I invest a full working day for porting my own publishing technology "Produce & Publish" to Plone 5.2 and Python 3. This included three Plone-based add-ons and three Python-only modules. After eight hours of code juggling I was able to successfully test all Plone add-ons.
Standard problems:
implements -> @implementer
conversions using unicode() or type checks against unicode -> six.text_type
cStringIO -> io module
various import fixes
getting rid of some Python 3 incompatible modules like BeautifulSoup 3 (replaced with lxml)
very few issues with reading/writing files (text vs. bytes)
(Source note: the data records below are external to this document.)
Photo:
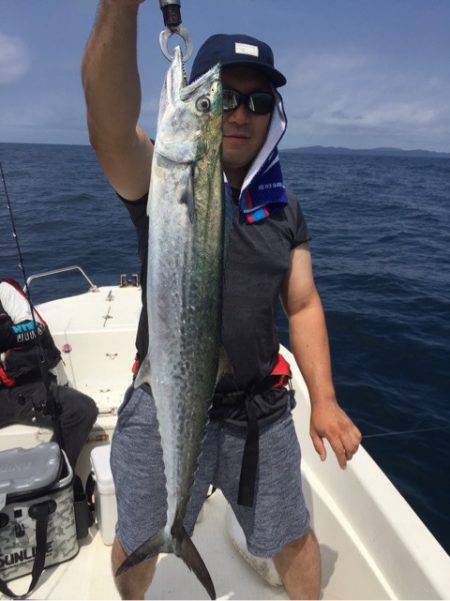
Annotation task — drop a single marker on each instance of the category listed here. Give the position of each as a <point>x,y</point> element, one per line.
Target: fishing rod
<point>52,402</point>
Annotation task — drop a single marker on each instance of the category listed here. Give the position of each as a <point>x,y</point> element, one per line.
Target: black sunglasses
<point>260,103</point>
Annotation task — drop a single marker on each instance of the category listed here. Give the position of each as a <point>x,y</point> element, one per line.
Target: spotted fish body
<point>185,261</point>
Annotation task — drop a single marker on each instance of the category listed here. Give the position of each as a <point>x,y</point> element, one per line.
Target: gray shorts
<point>279,514</point>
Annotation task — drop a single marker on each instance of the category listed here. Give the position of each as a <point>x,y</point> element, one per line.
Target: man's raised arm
<point>113,98</point>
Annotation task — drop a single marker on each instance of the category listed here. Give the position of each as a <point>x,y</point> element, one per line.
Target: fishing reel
<point>171,10</point>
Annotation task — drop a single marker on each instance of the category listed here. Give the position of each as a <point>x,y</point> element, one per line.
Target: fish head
<point>190,119</point>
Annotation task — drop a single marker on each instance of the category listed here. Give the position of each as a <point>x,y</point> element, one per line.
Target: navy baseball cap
<point>233,50</point>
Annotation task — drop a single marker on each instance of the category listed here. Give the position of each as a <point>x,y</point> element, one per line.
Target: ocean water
<point>380,248</point>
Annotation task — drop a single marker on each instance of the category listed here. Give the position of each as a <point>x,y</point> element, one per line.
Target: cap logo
<point>246,49</point>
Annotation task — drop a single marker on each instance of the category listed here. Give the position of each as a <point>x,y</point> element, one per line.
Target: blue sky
<point>361,73</point>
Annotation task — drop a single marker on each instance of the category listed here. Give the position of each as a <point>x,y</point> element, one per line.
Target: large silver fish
<point>185,261</point>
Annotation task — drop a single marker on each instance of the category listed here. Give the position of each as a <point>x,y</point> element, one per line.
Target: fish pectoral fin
<point>155,545</point>
<point>185,549</point>
<point>188,197</point>
<point>143,375</point>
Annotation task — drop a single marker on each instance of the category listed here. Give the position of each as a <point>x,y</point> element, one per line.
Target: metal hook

fixed a few subtle programming patterns specific to my own coding style
I did not use any Python 2 to 3 conversion tools and I did not use any unittests (we have some real world examples that I used to test directly with production data in order to check the most important and most complicated code paths).
I did not encounter any serious backend related issues but again a bunch of UI issues (possibly also existent in Plone 5.1 and unrelated to the Python version).
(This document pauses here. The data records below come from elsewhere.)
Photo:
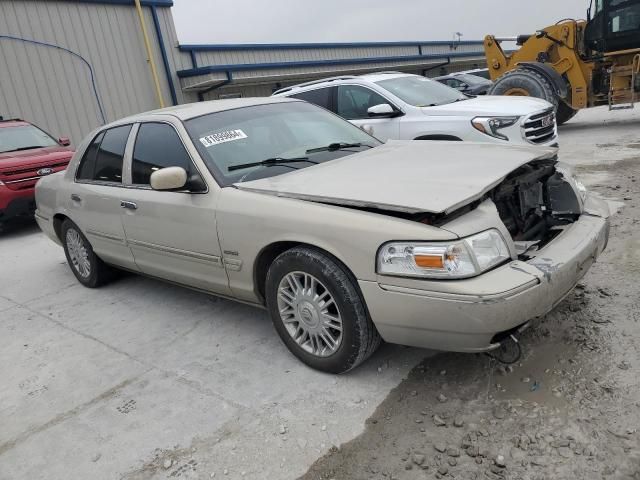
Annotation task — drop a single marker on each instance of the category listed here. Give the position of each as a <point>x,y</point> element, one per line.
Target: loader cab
<point>613,25</point>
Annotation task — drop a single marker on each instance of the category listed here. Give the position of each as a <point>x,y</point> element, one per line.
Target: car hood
<point>404,176</point>
<point>493,105</point>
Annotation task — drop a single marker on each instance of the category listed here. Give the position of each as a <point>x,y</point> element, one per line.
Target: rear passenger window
<point>102,162</point>
<point>354,101</point>
<point>320,96</point>
<point>158,146</point>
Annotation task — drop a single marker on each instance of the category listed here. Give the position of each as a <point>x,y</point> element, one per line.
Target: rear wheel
<point>522,82</point>
<point>318,311</point>
<point>85,264</point>
<point>565,113</point>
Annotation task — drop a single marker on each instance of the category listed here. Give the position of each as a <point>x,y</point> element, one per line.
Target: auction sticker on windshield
<point>222,137</point>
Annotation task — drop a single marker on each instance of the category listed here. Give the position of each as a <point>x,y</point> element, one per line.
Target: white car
<point>398,106</point>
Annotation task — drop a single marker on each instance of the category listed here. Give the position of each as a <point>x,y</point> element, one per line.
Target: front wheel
<point>90,270</point>
<point>523,82</point>
<point>318,311</point>
<point>565,113</point>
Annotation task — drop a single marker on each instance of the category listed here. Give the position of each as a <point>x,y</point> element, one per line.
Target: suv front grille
<point>24,178</point>
<point>540,127</point>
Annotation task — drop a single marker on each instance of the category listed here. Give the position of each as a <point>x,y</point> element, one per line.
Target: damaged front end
<point>536,202</point>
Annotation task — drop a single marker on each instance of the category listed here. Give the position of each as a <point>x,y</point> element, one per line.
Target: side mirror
<point>382,110</point>
<point>170,178</point>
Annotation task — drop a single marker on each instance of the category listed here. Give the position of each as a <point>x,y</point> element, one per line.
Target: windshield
<point>24,137</point>
<point>421,92</point>
<point>290,130</point>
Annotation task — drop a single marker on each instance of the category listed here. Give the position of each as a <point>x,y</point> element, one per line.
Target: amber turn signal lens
<point>429,261</point>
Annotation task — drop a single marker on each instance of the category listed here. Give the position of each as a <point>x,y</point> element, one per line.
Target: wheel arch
<point>443,137</point>
<point>269,253</point>
<point>58,220</point>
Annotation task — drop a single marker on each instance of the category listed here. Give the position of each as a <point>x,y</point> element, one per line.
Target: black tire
<point>525,80</point>
<point>360,339</point>
<point>564,113</point>
<point>99,273</point>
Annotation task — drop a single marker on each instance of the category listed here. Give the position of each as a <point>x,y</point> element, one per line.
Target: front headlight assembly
<point>492,125</point>
<point>457,259</point>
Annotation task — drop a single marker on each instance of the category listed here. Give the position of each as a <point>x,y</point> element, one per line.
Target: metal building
<point>72,65</point>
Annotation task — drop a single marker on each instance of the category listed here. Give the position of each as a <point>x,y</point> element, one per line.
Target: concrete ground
<point>143,380</point>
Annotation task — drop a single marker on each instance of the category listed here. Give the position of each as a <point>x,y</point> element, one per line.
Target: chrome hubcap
<point>310,314</point>
<point>78,253</point>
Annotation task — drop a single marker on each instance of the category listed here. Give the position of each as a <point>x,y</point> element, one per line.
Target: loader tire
<point>525,82</point>
<point>564,113</point>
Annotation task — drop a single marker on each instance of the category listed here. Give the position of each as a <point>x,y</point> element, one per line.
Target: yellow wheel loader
<point>574,64</point>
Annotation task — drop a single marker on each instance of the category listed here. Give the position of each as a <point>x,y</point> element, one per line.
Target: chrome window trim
<point>129,160</point>
<point>98,182</point>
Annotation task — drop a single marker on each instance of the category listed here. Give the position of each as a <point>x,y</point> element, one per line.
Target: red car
<point>27,153</point>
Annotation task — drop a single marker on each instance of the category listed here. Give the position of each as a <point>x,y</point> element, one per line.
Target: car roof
<point>192,110</point>
<point>365,78</point>
<point>14,122</point>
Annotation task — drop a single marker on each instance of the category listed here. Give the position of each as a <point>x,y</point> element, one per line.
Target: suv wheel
<point>85,264</point>
<point>318,311</point>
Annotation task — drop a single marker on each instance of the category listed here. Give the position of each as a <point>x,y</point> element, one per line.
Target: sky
<point>295,21</point>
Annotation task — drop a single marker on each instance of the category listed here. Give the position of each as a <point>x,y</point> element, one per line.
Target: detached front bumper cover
<point>466,315</point>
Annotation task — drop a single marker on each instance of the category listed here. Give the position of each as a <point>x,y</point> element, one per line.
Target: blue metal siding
<point>315,46</point>
<point>192,72</point>
<point>144,3</point>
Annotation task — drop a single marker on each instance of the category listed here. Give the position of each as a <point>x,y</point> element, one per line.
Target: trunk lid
<point>21,170</point>
<point>405,176</point>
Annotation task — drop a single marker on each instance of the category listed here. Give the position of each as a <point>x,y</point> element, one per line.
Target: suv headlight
<point>458,259</point>
<point>492,125</point>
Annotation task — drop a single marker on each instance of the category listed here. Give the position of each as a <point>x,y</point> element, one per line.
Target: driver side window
<point>354,101</point>
<point>158,146</point>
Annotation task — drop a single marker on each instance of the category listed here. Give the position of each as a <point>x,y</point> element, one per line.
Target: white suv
<point>401,106</point>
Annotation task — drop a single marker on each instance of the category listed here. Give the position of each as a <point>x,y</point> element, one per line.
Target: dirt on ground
<point>568,409</point>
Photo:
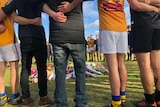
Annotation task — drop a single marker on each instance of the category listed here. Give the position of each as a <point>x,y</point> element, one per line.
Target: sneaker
<point>143,103</point>
<point>15,101</point>
<point>45,101</point>
<point>110,105</point>
<point>4,100</point>
<point>27,101</point>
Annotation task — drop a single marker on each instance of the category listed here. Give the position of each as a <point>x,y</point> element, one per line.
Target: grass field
<point>98,89</point>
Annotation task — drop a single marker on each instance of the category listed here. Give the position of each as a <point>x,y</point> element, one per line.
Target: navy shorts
<point>145,39</point>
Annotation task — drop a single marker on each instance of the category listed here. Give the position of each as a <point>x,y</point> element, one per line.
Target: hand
<point>65,7</point>
<point>59,17</point>
<point>2,28</point>
<point>37,21</point>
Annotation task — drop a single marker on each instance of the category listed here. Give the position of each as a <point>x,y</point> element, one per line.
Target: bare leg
<point>2,73</point>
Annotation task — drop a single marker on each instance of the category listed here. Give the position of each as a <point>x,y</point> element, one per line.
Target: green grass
<point>98,89</point>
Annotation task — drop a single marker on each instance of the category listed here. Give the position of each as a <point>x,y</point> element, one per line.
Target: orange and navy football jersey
<point>111,15</point>
<point>6,37</point>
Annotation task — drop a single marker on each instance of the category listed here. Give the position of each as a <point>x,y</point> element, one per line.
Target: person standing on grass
<point>10,53</point>
<point>33,43</point>
<point>113,42</point>
<point>146,41</point>
<point>67,38</point>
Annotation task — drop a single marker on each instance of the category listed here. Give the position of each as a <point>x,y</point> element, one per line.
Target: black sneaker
<point>158,104</point>
<point>143,103</point>
<point>4,100</point>
<point>15,101</point>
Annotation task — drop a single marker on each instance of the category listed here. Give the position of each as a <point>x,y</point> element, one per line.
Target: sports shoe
<point>110,105</point>
<point>27,101</point>
<point>3,100</point>
<point>143,103</point>
<point>15,101</point>
<point>45,101</point>
<point>123,103</point>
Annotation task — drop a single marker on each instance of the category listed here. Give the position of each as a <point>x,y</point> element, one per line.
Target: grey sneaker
<point>15,101</point>
<point>45,101</point>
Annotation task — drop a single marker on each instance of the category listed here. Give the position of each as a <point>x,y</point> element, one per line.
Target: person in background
<point>67,38</point>
<point>113,42</point>
<point>10,53</point>
<point>146,40</point>
<point>33,43</point>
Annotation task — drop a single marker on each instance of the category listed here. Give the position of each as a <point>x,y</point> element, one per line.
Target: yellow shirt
<point>7,37</point>
<point>111,15</point>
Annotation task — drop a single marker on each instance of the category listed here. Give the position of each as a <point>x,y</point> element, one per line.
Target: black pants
<point>40,54</point>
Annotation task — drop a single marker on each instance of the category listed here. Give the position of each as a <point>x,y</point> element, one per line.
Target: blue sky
<point>91,19</point>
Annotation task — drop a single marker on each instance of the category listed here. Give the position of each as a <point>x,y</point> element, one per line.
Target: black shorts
<point>145,39</point>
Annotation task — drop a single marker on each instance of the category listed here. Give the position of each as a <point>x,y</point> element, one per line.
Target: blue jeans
<point>78,53</point>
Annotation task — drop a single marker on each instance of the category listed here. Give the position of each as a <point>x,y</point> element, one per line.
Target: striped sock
<point>123,96</point>
<point>15,95</point>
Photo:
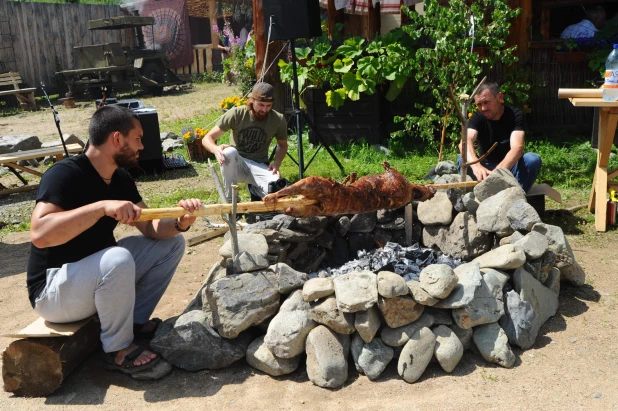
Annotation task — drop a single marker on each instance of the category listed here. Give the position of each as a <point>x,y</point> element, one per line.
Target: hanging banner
<point>171,33</point>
Sorry for bringing up this thread. But the topic is exactly what I need. My question:
if i started the porting process for my addons, what is the standard way for dealing with 'bootstrap-buildout.py' in an Add-On, . Should i use the way with
bootstrap.sh and requirements.txt
or
bootstrap-buildout.py
It probably does not matter, but does anyone have a hint for me?
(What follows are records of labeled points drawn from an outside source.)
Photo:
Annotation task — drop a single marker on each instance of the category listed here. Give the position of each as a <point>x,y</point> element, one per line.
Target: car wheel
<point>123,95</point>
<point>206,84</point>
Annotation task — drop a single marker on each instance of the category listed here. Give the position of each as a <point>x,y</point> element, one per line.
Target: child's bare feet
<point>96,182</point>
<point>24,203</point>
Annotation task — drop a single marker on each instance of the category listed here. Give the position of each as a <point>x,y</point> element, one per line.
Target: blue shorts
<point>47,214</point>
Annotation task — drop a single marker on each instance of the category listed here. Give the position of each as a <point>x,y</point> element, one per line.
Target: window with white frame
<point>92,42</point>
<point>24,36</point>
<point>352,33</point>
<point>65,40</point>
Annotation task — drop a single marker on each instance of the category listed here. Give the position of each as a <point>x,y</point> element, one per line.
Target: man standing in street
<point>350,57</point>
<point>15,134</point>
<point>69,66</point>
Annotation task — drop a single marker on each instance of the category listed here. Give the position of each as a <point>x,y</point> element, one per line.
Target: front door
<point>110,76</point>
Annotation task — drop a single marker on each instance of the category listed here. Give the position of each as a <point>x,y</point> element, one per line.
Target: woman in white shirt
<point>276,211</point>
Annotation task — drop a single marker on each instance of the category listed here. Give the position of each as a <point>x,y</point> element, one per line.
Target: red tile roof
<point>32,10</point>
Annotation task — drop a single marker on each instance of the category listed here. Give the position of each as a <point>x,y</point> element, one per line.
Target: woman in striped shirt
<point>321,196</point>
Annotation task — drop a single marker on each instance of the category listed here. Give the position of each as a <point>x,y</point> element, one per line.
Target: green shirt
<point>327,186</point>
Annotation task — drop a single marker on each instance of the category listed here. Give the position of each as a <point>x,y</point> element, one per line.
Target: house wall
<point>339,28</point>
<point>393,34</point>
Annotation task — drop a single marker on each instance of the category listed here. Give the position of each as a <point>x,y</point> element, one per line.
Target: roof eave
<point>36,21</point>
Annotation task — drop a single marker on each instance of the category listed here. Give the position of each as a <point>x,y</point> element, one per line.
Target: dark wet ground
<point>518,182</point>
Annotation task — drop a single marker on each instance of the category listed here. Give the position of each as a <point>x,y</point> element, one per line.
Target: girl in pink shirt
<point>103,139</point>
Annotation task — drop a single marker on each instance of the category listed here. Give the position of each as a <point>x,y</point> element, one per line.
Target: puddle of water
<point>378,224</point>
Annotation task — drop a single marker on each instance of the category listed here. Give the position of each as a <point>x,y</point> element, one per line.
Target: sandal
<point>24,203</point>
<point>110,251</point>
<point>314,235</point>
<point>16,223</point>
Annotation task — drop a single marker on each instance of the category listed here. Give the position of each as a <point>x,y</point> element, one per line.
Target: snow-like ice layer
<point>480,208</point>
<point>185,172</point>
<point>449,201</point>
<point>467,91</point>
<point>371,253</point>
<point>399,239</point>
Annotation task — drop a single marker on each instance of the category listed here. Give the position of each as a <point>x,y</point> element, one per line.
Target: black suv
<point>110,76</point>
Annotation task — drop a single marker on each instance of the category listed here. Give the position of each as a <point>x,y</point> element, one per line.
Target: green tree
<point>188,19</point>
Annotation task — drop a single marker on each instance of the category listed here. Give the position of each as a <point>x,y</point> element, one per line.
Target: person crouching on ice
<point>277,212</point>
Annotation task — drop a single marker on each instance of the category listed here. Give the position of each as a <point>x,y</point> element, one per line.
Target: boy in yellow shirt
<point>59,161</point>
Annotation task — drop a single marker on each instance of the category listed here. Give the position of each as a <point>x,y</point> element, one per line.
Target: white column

I wouldn't recommend to use bootstrap-buildout.py because everybody moved to use virtualenv and requirements.txt.
I moved to use Makefiles for all my projects (Plone and others). It avoids repetitive typing (like when you create your virtualenv manually) and it has everything in one file (in comparison to multiple bootstrap.sh files).
I created a self-updating Makefile that I use for all our internal projects, for Plone coredev and for all my Open Source projects:
If you have that Makefile, you just need to run "make". We use a different Makefile for JS/React projects but whatever you do, you checkout the repo and run "make". This drastically reduces the mental overhead for our devs. Feel free to use it!